Posted inOpinion

Branded residences: Offering 25% higher premium than non-branded properties

Turab Saleem, Partner and Head of Hospitality, Travel and Leisure Advisory, MEA, Knight Frank exclusively shares that by 2027, an 86% increase in branded residence supply is expected, solidifying the region’s position as a formidable player in this flourishing market

Branded residences: Offering 25% higher premium than non-branded properties

Luxury, prestige, and unparalleled investment potential—these are the hallmarks of the captivating world of branded residences. In an era where exclusivity reigns supreme, the fusion of renowned brands with residential spaces has ushered in a new era of opulence and sophistication, redefining the very essence of hospitality.

Picture this: a world where every corner exudes the essence of a distinguished brand, where living transcends mere existence and becomes a statement of refined taste and discernment. This is the allure of branded residences, where the boundaries between luxury living and investment prowess blur seamlessly.

In the dynamic landscape of hospitality, branded residences stand as a testament to innovation and luxury. These exceptional offerings not only elevate the living experience but also present lucrative opportunities for astute investors.

A global phenomenon with a regional focus

The global fervour for branded residences has witnessed a significant surge in recent years, with affluent individuals seeking nothing short of excellence when it comes to their abodes. Regions like North America and Asia Pacific have embraced this trend fervently, showcasing the universal appeal of this distinctive real estate concept.

Yet, it is in the heart of the Middle East, particularly the GCC region, where the passion for branded residences burns most brightly. As the demand for luxury accommodations continues its meteoric rise, developers and investors alike are seizing the opportunity to redefine the hospitality landscape. With the UAE and Saudi Arabia at the forefront of ambitious growth initiatives, the region stands poised for exponential expansion in the realm of branded residences.

Projections paint a compelling picture, with a staggering +86% supply growth anticipated by 2027, underscoring the region’s emergence as a formidable player in this flourishing market. Countries such as Saudi Arabia and the UAE are poised to spearhead this growth trajectory, buoyed by an influx of ultra-high-net-worth individuals and ambitious development plans.

Branded residences: A lucrative investment opportunity

In the GCC region, branded residences have emerged as the preferred choice for investors, outshining their non-branded counterparts in terms of rental yield and price premium. With an average rental yield of 7.6% and a 36% price premium, these luxurious offerings beckon to discerning buyers seeking both prestige and return on investment. The UAE, in particular, stands poised for significant growth, with Dubai emerging as a global hotspot for branded residences.

But what fuels this insatiable demand? It is a convergence of factors, from investment prospects to lifestyle preferences and the irresistible allure of renowned brands. Investors are lured by the prestige and stability associated with branded properties, while residents revel in the superior services and amenities offered by esteemed brands. Moreover, factors such as job relocations and access to quality education further fuel the demand for residential properties in prime locales.

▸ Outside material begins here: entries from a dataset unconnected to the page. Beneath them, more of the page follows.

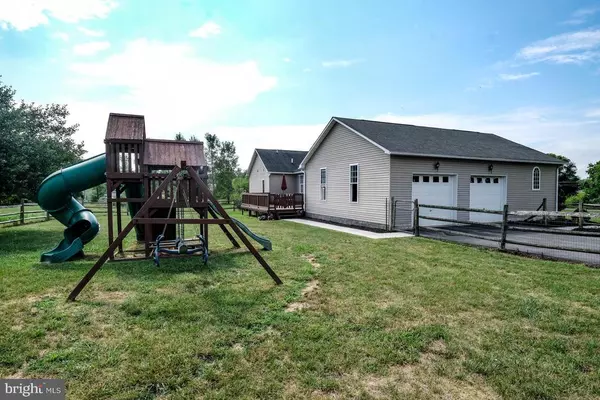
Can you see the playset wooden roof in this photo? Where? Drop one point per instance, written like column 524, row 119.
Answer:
column 125, row 127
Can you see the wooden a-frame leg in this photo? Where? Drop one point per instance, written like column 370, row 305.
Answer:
column 225, row 231
column 233, row 226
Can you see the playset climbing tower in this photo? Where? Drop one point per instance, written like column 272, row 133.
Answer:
column 159, row 181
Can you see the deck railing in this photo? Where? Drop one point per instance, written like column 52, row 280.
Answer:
column 265, row 202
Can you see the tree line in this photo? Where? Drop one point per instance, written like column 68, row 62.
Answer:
column 572, row 189
column 225, row 179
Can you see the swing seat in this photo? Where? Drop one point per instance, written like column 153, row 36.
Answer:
column 180, row 248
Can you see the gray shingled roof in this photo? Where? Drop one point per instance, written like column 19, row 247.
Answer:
column 281, row 160
column 448, row 143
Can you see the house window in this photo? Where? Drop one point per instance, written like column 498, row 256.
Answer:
column 323, row 184
column 354, row 183
column 535, row 179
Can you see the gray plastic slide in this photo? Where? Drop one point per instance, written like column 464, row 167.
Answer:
column 263, row 241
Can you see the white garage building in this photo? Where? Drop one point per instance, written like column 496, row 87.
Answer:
column 367, row 173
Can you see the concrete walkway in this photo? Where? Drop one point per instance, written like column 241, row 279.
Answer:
column 352, row 231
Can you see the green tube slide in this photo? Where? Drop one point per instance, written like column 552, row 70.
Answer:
column 263, row 241
column 55, row 195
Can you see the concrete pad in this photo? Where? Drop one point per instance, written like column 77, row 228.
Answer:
column 352, row 231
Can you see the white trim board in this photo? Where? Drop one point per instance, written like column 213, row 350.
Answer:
column 352, row 231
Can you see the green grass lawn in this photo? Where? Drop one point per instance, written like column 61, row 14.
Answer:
column 355, row 318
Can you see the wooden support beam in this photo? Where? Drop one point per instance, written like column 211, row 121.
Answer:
column 119, row 219
column 207, row 193
column 142, row 220
column 104, row 257
column 109, row 189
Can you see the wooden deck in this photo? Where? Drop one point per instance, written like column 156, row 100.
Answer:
column 279, row 205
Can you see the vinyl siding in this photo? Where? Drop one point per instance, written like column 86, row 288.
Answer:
column 520, row 195
column 257, row 173
column 290, row 180
column 341, row 148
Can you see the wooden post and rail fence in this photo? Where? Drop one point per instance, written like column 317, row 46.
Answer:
column 505, row 226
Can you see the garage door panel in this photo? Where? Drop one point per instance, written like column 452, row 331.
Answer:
column 435, row 190
column 487, row 192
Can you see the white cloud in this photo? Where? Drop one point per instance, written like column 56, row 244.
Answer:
column 206, row 30
column 26, row 14
column 593, row 113
column 90, row 48
column 548, row 130
column 567, row 48
column 340, row 63
column 90, row 32
column 169, row 83
column 61, row 35
column 517, row 77
column 581, row 16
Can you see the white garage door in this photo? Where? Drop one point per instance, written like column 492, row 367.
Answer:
column 488, row 192
column 435, row 190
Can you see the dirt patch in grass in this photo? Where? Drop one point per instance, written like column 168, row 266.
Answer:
column 306, row 293
column 421, row 381
column 312, row 260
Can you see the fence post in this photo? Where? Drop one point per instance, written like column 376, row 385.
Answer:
column 504, row 227
column 580, row 214
column 544, row 208
column 22, row 213
column 416, row 219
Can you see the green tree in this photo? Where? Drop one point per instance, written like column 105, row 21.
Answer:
column 591, row 185
column 35, row 140
column 568, row 181
column 225, row 166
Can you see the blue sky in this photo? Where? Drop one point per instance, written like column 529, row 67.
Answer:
column 271, row 73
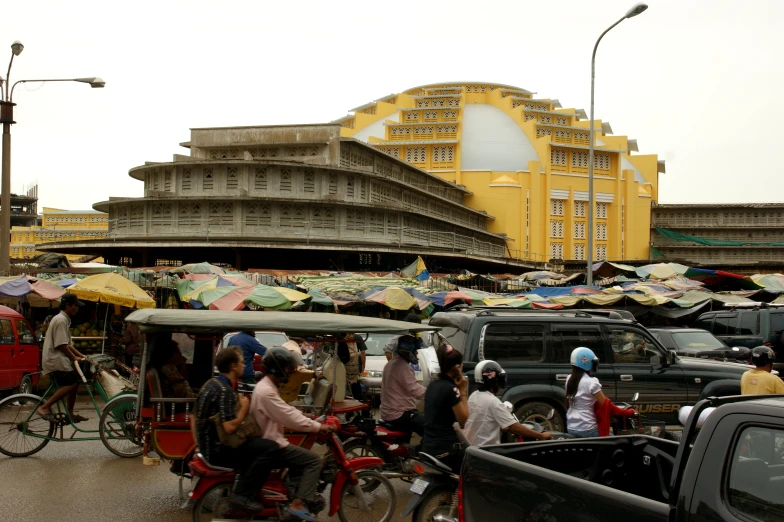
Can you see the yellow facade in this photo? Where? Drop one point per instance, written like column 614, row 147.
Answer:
column 525, row 161
column 58, row 225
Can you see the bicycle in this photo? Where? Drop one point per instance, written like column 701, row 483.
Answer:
column 23, row 432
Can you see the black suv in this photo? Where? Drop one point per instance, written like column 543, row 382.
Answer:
column 534, row 346
column 749, row 327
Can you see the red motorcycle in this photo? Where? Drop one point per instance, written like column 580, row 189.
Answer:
column 358, row 493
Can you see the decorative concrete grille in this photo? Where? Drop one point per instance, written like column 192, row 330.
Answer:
column 579, row 158
column 232, row 178
column 260, row 179
column 556, row 228
column 558, row 156
column 285, row 180
column 601, row 231
column 601, row 161
column 579, row 230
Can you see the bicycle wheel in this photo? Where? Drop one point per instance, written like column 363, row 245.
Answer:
column 118, row 427
column 22, row 431
column 380, row 502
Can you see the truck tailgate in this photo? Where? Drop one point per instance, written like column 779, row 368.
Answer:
column 500, row 488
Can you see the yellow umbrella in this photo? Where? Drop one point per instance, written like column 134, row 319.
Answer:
column 112, row 288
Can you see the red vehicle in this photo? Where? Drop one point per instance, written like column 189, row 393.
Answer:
column 20, row 356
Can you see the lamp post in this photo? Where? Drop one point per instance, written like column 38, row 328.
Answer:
column 634, row 11
column 7, row 119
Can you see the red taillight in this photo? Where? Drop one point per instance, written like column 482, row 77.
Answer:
column 460, row 514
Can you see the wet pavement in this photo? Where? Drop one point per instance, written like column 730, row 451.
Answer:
column 83, row 481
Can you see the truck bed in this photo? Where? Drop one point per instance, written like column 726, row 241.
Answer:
column 601, row 479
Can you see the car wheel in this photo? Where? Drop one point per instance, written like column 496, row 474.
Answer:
column 538, row 412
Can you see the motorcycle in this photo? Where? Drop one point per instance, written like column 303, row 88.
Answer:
column 358, row 489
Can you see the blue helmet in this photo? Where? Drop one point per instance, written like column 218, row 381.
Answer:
column 584, row 358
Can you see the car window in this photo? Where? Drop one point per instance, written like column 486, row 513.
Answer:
column 567, row 338
column 25, row 334
column 6, row 332
column 518, row 343
column 705, row 323
column 749, row 323
column 725, row 324
column 697, row 340
column 756, row 474
column 632, row 346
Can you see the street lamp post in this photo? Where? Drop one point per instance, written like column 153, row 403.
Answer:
column 7, row 119
column 634, row 11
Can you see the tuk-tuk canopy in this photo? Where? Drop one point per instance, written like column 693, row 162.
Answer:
column 293, row 323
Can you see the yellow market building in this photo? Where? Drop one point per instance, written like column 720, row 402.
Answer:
column 58, row 225
column 524, row 160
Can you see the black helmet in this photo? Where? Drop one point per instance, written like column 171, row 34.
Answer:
column 762, row 356
column 490, row 374
column 280, row 362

Branded residences offer tangible benefits for developers and investors alike. With an average premium of 18% to 25% over non-branded properties, these offerings command higher prices and attract a discerning clientele. Developers stand to gain from enhanced project visibility and access to the brand’s esteemed customer base, while investors relish superior services and long-term value appreciation.

Moreover, branded residences boast inherent strengths in risk mitigation, offering investors a shield against the uncertainties of real estate investments. With established brands ensuring uniformity and consistency, investors can rest assured of a professional and predictable approach to property management. Furthermore, the strategic location of these properties enhances their desirability and resilience, making them a secure investment choice even in turbulent times.

A paradigm shift in hospitality

Investing in branded residences unlocks a plethora of advantages for discerning investors. From hassle-free maintenance to premium brand association, these properties offer a seamless and lucrative investment opportunity. Investors can capitalise on rental income streams, both short-term and long-term while enjoying personal usage privileges and long-term value appreciation.

In conclusion, branded residences epitomise a paradigm shift in the hospitality industry, offering a harmonious blend of luxury living and investment prowess. As the Middle East embraces this trend with open arms, developers, investors, and residents alike stand poised to reap the rewards of branded properties’ unparalleled allure. With the region poised for exponential growth in the years ahead, the future of branded residences glistens brightly amidst the sands of opportunity.